AIC ratings for relays

[micase]

Some manufacturers show AIC ratings for relays in lighting control panels. What is the relavance of an AIC rating for a relay? Is bigger necessarily always better?

 

[jim dungar]

Some manufacturers show AIC ratings for relays in lighting control panels. What is the relavance of an AIC rating for a relay? Is bigger necessarily always better?

Are they really calling it AIC?

Amps Interrupting Capacity (AIC) is usually associated with devices which are intended to break fault currents (i.e. circuit breakers and fuses). See 110.9

Short Circuit Current Rating (SCCR) is now the term for the amount of short circuit amps that an item can withstand while it is waiting for a protective device to clear a fault. See 110.10, especially the commentary in the NECH.

 

[LarryFine]

Are they really calling it AIC?

Amps Interrupting Capacity (AIC) is usually associated with devices which are intended to break fault currents (i.e. circuit breakers and fuses). See 110.9

If this number is in the Ka ranges, it's a fault-current rating. Yes, bigger is better; what's required is that the rating meets or exceeds the available fault current at the terminals.

However, contactors open under load all the time, and this rating would be in the under-1Ka range. What is the number, and how does it compare to the relay's contact rating?

 

[jim dungar]

If this number is in the Ka ranges, it's a fault-current rating. Yes, bigger is better; what's required is that the rating meets or exceeds the available fault current at the terminals.

However, contactors open under load all the time, and this rating would be in the under-1Ka range. What is the number, and how does it compare to the relay's contact rating?

Larry,

The contactor needs to have a fault current rating at least equal to the amount that is available at its line side terminals. I have never seen a relay or contactor with an AIC rating as they are not intended to interrupt fault currents. In the old days relays/contactors were supplied with "withstand" ratings, but now the term is SCCR.

While an SCCR and an AIC rating look and sound alike (so many kA at such and such a voltage) they are two different animals and are not interchangeable. NEC 110.9 deals with AIC and 110.10 with SCCR.

 

[micase]

AIC ratings for relays

In my experience, a typical application is a 20 Amp rated relay that usually divides branches of a circuit from a 20 Amp breaker to lighting loads so that they can be controlled by a time clock or individual switches or by a photocell. Some manufacturers show a 10,000 AIC rating and some show a 5000 AIC rating. The manufacturer with the 10,000 rating tells EEs that the 5000 AIC product is inferior. I don't have a copy of the NEC and don't really want to spend the money to buy one to research the answer. Is there anywhere I can download just the sections about AIC?

 

[George Stolz]

110.9 Interrupting Rating. Equipment intended to interrupt
current at fault levels shall have an interrupting rating
sufficient for the nominal circuit voltage and the current
that is available at the line terminals of the equipment.
Equipment intended to interrupt current at other than fault
levels shall have an interrupting rating at nominal circuit voltage
sufficient for the current that must be interrupted.

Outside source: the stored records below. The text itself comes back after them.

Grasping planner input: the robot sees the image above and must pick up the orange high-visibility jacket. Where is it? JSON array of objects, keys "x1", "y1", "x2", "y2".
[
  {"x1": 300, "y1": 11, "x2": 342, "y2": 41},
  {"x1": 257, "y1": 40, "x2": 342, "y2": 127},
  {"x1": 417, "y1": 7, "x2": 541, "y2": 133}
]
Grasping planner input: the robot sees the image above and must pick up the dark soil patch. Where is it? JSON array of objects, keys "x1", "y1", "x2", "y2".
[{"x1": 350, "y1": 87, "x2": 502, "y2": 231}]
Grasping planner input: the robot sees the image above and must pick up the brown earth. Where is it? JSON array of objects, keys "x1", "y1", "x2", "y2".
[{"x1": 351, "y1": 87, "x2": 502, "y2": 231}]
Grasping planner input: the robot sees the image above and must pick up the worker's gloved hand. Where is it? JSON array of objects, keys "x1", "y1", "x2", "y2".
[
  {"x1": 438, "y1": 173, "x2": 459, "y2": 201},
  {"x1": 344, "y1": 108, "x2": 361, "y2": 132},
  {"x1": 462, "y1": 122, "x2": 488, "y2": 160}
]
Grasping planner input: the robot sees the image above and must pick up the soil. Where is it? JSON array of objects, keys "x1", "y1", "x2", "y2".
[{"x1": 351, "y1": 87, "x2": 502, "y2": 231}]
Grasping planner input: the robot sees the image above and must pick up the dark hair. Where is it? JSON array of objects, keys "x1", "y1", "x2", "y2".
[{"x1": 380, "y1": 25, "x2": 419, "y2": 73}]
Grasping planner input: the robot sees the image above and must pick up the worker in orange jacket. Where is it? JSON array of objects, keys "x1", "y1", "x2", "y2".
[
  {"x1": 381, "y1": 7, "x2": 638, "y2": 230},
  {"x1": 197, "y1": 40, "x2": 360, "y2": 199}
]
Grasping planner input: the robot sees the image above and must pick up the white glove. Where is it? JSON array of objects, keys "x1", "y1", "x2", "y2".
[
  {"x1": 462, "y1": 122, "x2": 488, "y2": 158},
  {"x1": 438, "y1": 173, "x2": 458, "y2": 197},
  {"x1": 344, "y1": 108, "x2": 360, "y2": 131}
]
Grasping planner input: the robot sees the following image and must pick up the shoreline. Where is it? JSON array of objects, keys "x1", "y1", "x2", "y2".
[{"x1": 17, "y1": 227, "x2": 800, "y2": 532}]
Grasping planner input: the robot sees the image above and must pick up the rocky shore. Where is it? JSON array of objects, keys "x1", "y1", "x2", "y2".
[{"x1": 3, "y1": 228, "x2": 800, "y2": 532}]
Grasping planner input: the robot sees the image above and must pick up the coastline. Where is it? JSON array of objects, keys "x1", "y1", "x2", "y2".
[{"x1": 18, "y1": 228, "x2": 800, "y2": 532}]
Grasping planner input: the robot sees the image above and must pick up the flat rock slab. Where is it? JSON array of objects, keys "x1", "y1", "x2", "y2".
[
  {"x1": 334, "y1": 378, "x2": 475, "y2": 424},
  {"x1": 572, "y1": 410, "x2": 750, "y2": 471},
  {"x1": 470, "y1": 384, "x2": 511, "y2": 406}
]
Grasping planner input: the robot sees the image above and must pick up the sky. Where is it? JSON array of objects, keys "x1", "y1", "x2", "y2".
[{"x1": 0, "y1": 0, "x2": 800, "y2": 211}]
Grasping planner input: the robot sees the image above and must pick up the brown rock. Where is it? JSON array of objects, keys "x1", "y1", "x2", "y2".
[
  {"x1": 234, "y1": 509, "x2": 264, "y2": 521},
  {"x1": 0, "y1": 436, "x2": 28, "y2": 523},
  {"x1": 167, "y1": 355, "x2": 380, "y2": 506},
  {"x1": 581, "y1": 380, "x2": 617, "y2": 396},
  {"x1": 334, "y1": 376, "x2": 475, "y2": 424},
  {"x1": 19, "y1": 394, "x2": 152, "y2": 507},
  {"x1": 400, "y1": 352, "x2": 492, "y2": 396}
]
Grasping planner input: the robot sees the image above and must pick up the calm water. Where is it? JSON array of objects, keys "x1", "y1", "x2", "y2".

110.10 Circuit Impedance and Other Characteristics.
The overcurrent protective devices, the total impedance, the
component short-circuit current ratings, and other characteristics
of the circuit to be protected shall be selected and
coordinated to permit the circuit-protective devices used to
clear a fault to do so without extensive damage to the electrical
components of the circuit. This fault shall be assumed
to be either between two or more of the circuit conductors
or between any circuit conductor and the grounding conductor
or enclosing metal raceway. Listed products applied
in accordance with their listing shall be considered to meet
the requirements of this section.

Here's about all the NEC has on it, I believe. Not of much use.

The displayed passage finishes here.